Bug#825394: systemd kills background processes after user logs out
Jonathan de Boyne Pollard
J.deBoynePollard-newsgroups at NTLWorld.com
Wed Jun 1 22:15:59 BST 2016
Martin Pitt:
> The option has already be reverted in the packaging git.
> This isn't an exercise in "who shouts the loudest".
It should, however, be an exercise in fixing bugs properly. (-:
Turning off the enabling flag doesn't fix the underlying flawed
mechanism. There is still a logind bug to be fixed.
logind has invented its own systemd login session mechanism (as a "scope
unit") . It adds processes to a systemd login session. There's a moral
equivalent of session leadership. Systemd login sessions close. At
session closure, other processes in the session are sent a signal. So
far, this is reinventing the kernel's login session concept (as
augmented by some job control shells) quite straightforwardly.
The bug is a very simple one. systemd *sends the wrong signal* when it
is decided that the session is closing. It should send SIGHUP. It
instead sends SIGTERM and then sends SIGKILL. However, logind is the
locus of the bug because it is logind that is constructing the login
session and instructing systemd what to do, via the internal systemd
Desktop Bus protocol. It's as simple as that.
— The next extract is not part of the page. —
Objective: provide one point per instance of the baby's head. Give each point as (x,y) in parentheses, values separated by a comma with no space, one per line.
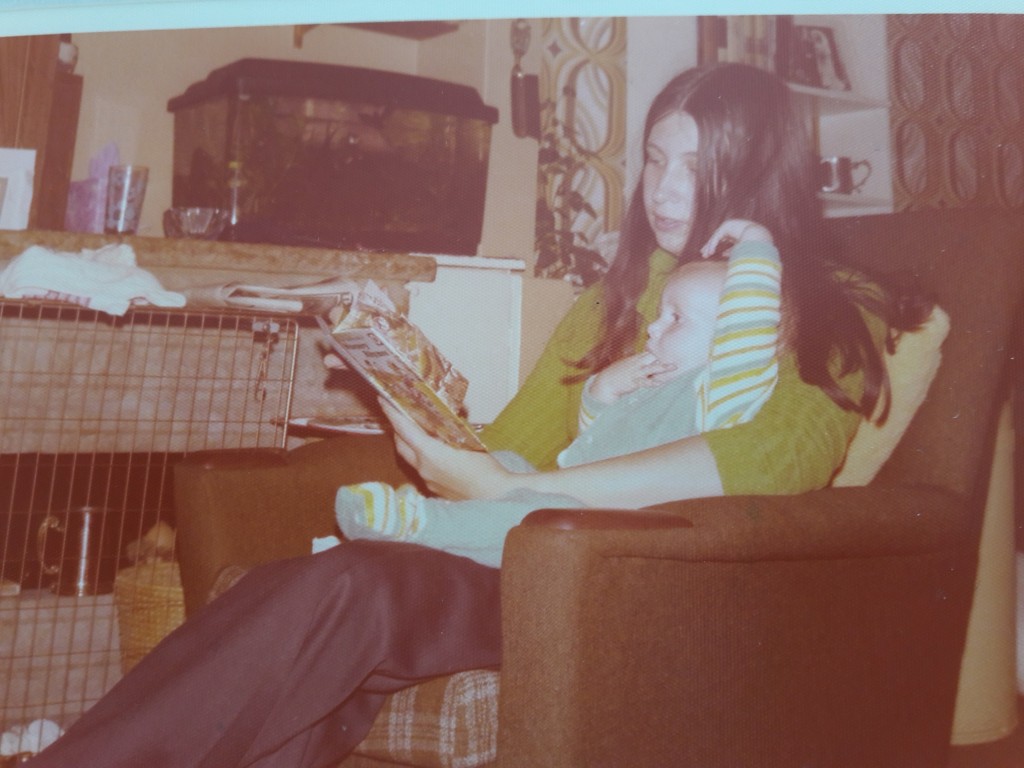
(684,328)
Send SIGHUP instead of SIGTERM+SIGKILL at systemd login session closure,
and systemd and logind will continue to interoperate with wget, deluged,
mosh-server, emacs --daemon, screen, tmux, and all of the rest —
including anything invoked via nohup. The DBUS server programs (in
Freedesktop bug #94508) that are staying alive in the systemd login
session because of a circular dependency receive a SIGHUP, which
terminates them and breaks the circle. The programs (in this bug and
bug #825941) that have masked/ignored SIGHUP, because that's been the
protocol for the past 37 years or more (since 7th Edition at minimum),
avoid termination as they desire.
There are two ways to fix this that I can see.
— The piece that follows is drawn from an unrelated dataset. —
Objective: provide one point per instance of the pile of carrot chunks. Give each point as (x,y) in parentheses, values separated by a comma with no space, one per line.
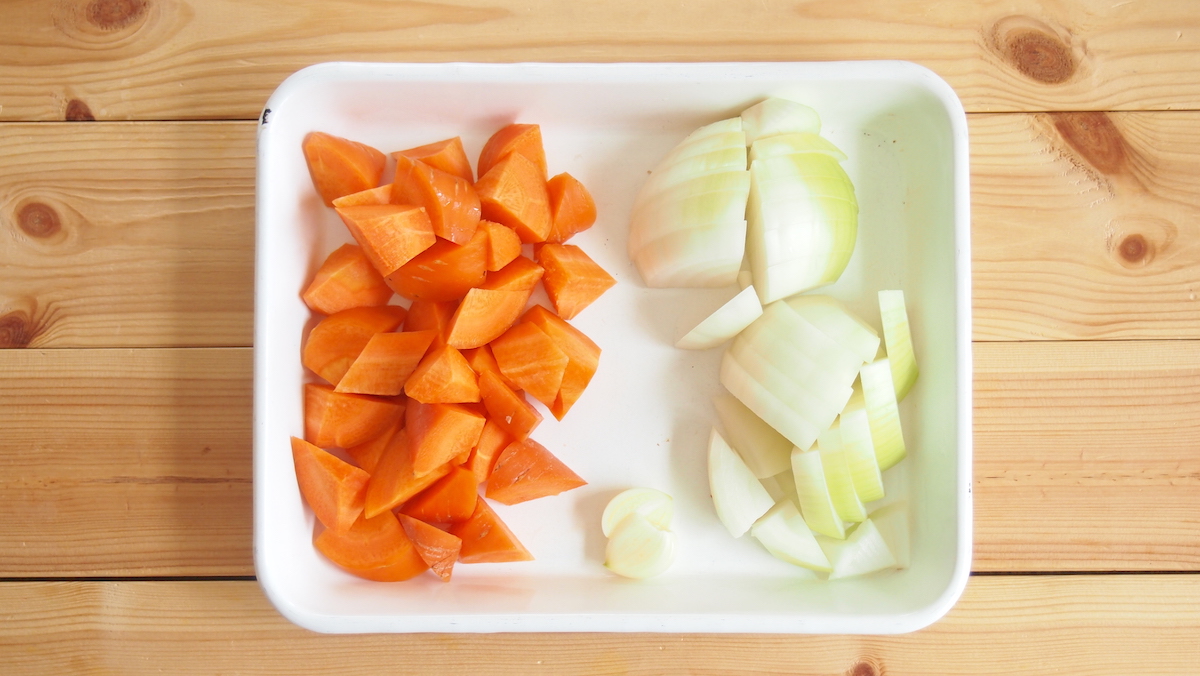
(430,401)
The first way is to fix the systemd login session so that systemd
terminates it with SIGHUP. systemd is told what the "stop" action is
for the session by logind. At the moment, in your manager_start_scope()
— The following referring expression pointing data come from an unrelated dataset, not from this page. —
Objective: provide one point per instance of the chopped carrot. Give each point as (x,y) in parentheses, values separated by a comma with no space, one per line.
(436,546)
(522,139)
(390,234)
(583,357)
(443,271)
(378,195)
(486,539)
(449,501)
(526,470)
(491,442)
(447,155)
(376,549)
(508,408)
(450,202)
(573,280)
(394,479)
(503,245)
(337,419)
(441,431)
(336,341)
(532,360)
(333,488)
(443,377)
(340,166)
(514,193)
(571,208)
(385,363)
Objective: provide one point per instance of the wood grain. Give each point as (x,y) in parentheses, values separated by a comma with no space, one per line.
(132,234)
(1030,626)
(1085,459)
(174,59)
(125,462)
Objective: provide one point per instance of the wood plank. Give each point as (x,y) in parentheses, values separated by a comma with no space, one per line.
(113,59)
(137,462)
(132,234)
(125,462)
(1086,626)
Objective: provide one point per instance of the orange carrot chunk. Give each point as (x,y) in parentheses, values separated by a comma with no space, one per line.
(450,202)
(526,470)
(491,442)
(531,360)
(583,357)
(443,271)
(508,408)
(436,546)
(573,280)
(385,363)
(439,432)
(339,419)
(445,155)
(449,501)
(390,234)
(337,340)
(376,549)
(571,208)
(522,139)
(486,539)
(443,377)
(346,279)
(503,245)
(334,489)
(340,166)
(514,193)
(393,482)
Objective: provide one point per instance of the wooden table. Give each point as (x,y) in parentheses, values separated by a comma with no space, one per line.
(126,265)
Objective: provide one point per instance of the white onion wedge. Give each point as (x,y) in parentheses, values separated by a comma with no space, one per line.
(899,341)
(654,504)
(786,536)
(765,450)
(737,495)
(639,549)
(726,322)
function, logind is creating the systemd login session with the
equivalent of
> KillSignal=SIGTERM
> SendSIGHUP=yes
> SendSIGKILL=yes
Modify that function to instead use the equivalent of
> KillSignal=SIGHUP
> SendSIGHUP=yes
> SendSIGKILL=no
This is an inferior route, in my view, to the second way of doing this.
The second way of doing this is for logind not to try to *stop* the
login session in the first place. Leave that to system shutdown and
suchlike, which can use "StopUnit" and the resultant SIGTERMs+SIGKILLs
in circumstances where those are actually appropriate even to nohupped
processes. Rather, modify your session_stop_scope() function to call a
new manager_hangup_scope() function, which invokes "KillUnit" on the
login session with a kill-who of "all" and a kill-signal of SIGHUP.